S Corporation: An S corporation, for United States federal income tax, is a closely held corporation that makes a valid election to be taxed under Subchapter S of Chapter 1 of the Internal Revenue Code. In general, S corporations do not pay any income taxes.
SWOT Analysis: SWOT stands for Strengths, Weaknesses, Opportunities, and Threats, and so a SWOT analysis is a technique for assessing these four aspects of your business. SWOT Analysis is a tool that can help you to analyze what your company does best now and to devise a successful strategy for the future.
Salvage Value: Salvage value is the estimated book value of an asset after depreciation is complete, based on what a company expects to receive in exchange for the asset at the end of its useful life. As such, an asset's estimated salvage value is an important component in the calculation of a depreciation schedule.
Straight Line Depreciation: Straight line depreciation is the most commonly used and straightforward depreciation method for allocating the cost of a capital asset. It is calculated by simply dividing the cost of an asset, less its salvage value, by the useful life of the asset.

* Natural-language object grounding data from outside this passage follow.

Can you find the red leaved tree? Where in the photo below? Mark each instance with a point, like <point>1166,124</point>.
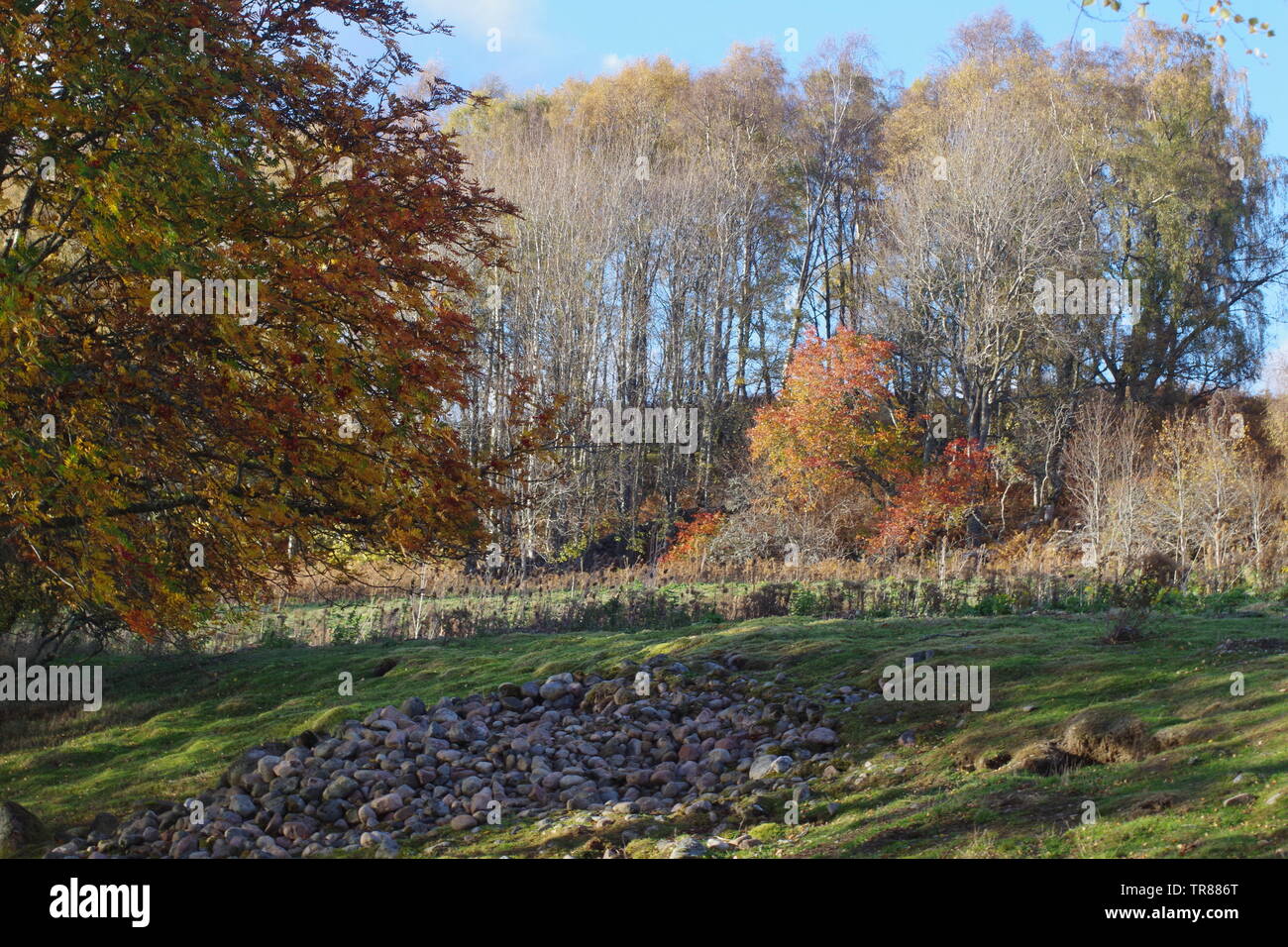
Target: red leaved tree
<point>944,500</point>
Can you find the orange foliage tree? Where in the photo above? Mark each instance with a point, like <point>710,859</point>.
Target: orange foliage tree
<point>162,455</point>
<point>940,501</point>
<point>835,425</point>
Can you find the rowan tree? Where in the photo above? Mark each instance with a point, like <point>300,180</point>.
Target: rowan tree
<point>835,425</point>
<point>158,464</point>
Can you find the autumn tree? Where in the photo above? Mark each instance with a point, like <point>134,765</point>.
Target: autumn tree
<point>944,502</point>
<point>835,431</point>
<point>171,442</point>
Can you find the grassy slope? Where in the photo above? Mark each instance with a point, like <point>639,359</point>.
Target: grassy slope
<point>170,725</point>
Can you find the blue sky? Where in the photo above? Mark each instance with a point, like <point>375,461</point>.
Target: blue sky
<point>544,42</point>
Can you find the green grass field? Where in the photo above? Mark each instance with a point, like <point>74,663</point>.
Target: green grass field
<point>170,725</point>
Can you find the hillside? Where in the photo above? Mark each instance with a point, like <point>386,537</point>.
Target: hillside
<point>909,779</point>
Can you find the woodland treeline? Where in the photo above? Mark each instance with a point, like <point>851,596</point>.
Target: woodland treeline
<point>892,312</point>
<point>682,231</point>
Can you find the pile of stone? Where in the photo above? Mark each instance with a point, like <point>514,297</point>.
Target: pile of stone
<point>653,740</point>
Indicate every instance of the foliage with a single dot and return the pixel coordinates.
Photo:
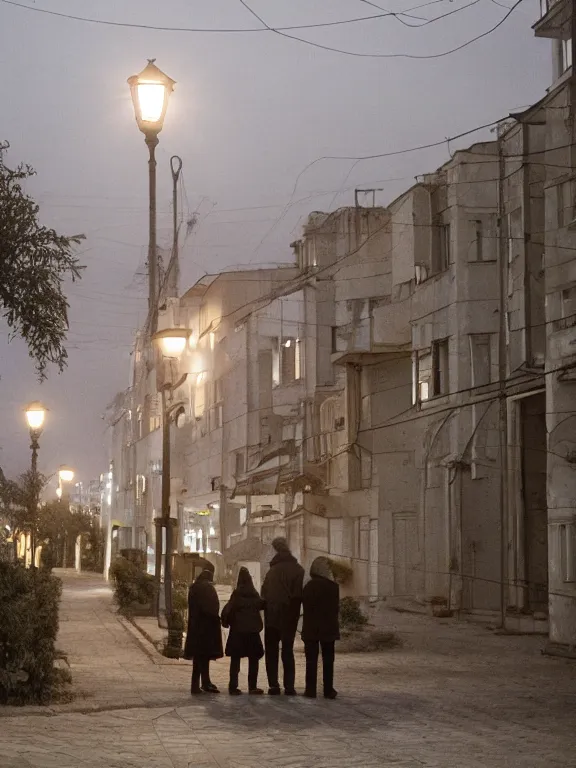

Transaction: In QuickBooks, a transaction type identifies what kind of transaction occurred, such as a customer transaction, bill payment or a bank transfer. When you submit a transaction, you type in a transaction code to represent it.
Variable Costs: Variable costs are costs that change as the volume changes. Examples of variable costs are raw materials, piece-rate labor, production supplies, commissions, delivery costs, packaging supplies, and credit card fees. In some accounting statements, the Variable costs of production are called the “Cost of Goods Sold.”
Wage: A fixed regular payment, typically paid on a daily or weekly basis, made by an employer to an employee, especially to a manual or unskilled worker.